说到最后一个词,赵县令终于反应过来了:“少卿大人的意思是,那红衣鬼有冤屈要申?”
陶宁:“难不成赵县令有什么亏心事能让红衣鬼连番上门?”
赵县令头都快摇飞了:“不能不能不能。”
我的老天啊,有冤屈不写诉状敲鼓,反而变鬼吓老头,万一把他吓死了多丢人啊。
而且他也心里寻思呢,这鬼到底是多厉才敢往县衙跑,正常鬼不都会被县衙正气吓退吗?
陶宁一推桌上那堆故纸堆里翻出来的东西,侧头问:“近几年有没有穿着红衣被人挖了眼睛,缝了嘴唇的死者?”
穿着红衣死?那可是大大的厉鬼啊。
赵县令回想片刻,摇头:“广安县治下安稳,从未听闻这等骇人听闻的事。”
一边师爷凝眉思索,本想说什么,听见赵县令说话,他闭上了嘴。
行吧,那换一个问法,陶宁便说:“这段时间有谁死得不寻常,大约是妙龄女子?”
赵县令急得脑门冒汗:“最近也就是富户钱家长子病死了,赶在中元节出殡,也没谁死得不寻常。”

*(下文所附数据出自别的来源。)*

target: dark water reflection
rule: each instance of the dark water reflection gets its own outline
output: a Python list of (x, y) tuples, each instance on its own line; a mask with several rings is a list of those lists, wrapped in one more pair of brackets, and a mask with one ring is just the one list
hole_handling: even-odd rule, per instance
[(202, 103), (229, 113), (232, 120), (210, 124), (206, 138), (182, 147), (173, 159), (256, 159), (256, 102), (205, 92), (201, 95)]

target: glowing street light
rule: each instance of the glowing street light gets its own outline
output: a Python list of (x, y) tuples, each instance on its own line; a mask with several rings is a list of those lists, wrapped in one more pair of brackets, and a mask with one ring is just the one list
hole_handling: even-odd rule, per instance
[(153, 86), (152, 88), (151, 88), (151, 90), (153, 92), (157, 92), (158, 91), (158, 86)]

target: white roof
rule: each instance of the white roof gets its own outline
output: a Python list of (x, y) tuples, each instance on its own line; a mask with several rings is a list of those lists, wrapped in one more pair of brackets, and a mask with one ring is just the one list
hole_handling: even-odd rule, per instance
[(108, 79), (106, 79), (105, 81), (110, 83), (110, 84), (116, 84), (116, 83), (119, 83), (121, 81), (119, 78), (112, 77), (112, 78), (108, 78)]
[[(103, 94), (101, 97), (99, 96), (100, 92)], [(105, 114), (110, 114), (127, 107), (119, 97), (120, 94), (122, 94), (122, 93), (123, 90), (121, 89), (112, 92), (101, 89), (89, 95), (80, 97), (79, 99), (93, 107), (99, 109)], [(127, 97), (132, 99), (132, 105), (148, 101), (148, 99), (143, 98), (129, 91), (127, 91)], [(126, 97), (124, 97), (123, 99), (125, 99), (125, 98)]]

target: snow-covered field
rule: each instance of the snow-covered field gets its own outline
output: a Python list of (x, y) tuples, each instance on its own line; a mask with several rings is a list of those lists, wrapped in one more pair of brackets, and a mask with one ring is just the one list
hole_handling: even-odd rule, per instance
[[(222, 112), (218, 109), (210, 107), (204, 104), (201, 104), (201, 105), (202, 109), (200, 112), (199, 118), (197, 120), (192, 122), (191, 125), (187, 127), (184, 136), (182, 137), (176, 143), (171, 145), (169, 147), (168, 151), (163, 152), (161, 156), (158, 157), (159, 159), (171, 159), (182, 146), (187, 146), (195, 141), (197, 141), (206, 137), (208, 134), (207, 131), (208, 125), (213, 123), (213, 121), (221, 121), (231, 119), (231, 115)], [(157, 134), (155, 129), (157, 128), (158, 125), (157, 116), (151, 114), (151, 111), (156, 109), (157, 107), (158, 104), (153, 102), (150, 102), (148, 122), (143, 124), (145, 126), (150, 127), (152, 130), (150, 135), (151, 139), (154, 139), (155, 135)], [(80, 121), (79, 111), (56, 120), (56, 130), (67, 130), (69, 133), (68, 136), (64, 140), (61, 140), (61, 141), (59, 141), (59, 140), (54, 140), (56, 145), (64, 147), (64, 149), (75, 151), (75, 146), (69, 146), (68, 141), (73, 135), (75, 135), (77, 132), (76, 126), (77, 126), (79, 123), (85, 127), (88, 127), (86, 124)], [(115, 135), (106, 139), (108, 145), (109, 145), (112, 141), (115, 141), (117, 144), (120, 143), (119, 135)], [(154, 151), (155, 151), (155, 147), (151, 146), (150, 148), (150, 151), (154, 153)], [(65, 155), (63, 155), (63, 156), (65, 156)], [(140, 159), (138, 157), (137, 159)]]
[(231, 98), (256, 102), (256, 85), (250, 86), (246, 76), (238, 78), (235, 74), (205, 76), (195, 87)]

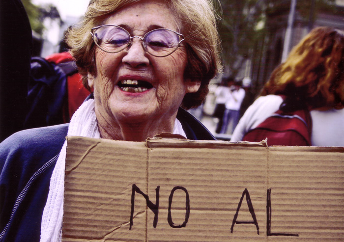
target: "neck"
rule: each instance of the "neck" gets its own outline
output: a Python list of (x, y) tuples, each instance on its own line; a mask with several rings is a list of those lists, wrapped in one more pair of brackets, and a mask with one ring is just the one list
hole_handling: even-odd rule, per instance
[(108, 139), (144, 141), (148, 137), (164, 133), (172, 133), (176, 113), (170, 118), (151, 119), (146, 122), (131, 123), (114, 120), (111, 123), (97, 115), (100, 137)]

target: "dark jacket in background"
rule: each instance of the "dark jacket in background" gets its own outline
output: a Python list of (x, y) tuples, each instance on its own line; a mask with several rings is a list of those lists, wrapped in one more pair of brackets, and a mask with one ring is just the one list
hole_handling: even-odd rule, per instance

实在想不出来,赵县令又看向身边师爷,把流水的县令,铁打的师爷发挥得淋漓尽致。
师爷只好说:“大人问妙龄女子的话,一共有三桩。”
“第一桩是两年前广安县下一村内,一姓方的女子不忍夫家欺辱,着红衣上吊自尽,业已结案,其夫流放苦寒之地,发配充军;第二桩也是两年前,隔壁县一刘家小姐出嫁时,在前往广安县路上被劫匪劫杀,劫匪抢了嫁妆逃跑,业已结案,那劫匪已判斩首。”
“而第三桩跟钱家有关,钱家长子与东街周姑娘定亲,那大少爷急病去世,周姑娘殉情自杀了。”